Once your miles land in Mileage Plan, you’ll usually get the best payoff by treating them like a booking currency, not a savings account. A few habits help you avoid wasted clicks and surprise pricing.

Search With Flexible Dates

Award space shifts by day, sometimes by the hour. If your travel dates have wiggle room, search a few days on each side. You may see a lower-mile option show up even when the cash fare stays high.

Build Trips One Way At A Time

One-way awards make it easier to mix airlines, cabins, and routes. They also let you book the outbound when you spot space, then wait on the return until it opens.

Watch The Total Cost, Not Just Miles

Taxes and carrier fees vary by route and partner. Before you move a big chunk of miles, price the award on Alaska’s site and note the cash add-on at checkout. If the fees are higher than you expected, you can pivot to a different route or cabin while you still have options.

Move Miles With A Booking In Hand

If your plan starts with bank points, timing matters. Many travelers move credit-card points into HawaiianMiles, then transfer into Mileage Plan right before booking. That keeps your bank points flexible until you’re ready to ticket, and it reduces the chance you end up with miles stuck in the “wrong” program for your next trip.

Troubleshooting Problems That Block Transfers

When a transfer fails, start with the basics. Most fixes are simple.

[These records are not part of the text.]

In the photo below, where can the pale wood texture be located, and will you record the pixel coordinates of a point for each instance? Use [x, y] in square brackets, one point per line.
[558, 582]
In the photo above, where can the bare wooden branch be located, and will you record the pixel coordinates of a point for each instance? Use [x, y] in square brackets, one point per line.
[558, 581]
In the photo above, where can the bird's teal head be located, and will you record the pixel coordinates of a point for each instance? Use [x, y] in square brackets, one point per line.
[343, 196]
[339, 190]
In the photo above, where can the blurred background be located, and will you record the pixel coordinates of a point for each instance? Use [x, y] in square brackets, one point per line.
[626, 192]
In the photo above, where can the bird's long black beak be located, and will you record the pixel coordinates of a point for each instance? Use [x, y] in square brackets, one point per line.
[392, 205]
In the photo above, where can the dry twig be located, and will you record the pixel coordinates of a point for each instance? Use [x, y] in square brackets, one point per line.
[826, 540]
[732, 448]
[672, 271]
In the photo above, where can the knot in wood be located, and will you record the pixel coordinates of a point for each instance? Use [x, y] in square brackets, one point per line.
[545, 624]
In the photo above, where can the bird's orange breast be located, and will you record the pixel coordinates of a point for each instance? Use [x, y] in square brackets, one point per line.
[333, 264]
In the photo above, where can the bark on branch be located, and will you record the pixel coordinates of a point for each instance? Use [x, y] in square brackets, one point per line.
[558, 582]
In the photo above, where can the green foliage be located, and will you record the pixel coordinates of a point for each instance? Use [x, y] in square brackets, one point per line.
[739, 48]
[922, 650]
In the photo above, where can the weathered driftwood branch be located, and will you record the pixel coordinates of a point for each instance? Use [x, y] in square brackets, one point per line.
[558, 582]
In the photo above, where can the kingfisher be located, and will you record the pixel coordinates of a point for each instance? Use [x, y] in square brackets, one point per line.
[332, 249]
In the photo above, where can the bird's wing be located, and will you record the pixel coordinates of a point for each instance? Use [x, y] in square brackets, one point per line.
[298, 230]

Name Or Suffix Doesn’t Match

Make the two profiles match character for character. Middle initials, spacing, and suffixes can break linking.

You Have More Than One Account

If you have multiple Mileage Plan numbers or multiple HawaiianMiles numbers, linking can fail. Use each program’s account-recovery options and keep one active profile per program.

Your Transfer Shows Pending

Give it time before trying again. Keep your confirmation screenshot until the miles post in full.

Transfer Checklist Before You Click Submit

Run this checklist once. It saves time later.

Check What To Verify Pass Looks Like
Identity match Name, birth date, suffix Both profiles match character for character
Account access You can log in to both programs Passwords work and emails are current
Linking Programs show a connected profile Linking step is completed
Transfer amount Miles needed for the award you’ll book Amount covers the booking with a small cushion
Timing Award space is open You can book soon after posting
Records Confirmation saved Screenshot stored until miles post

A Simple Approach That Fits Most Trips

If you see an Alaska redemption you want soon, transfer the miles you need and book right away. If you don’t, waiting for the automatic 1:1 changeover can be the smooth path, since the system is set to migrate balances on the published date.

If you want extra background on the combined carrier commitments that shaped this transition, the public U.S. Department of Transportation file is the clearest source: Agreement regarding the Alaska–Hawaiian merger.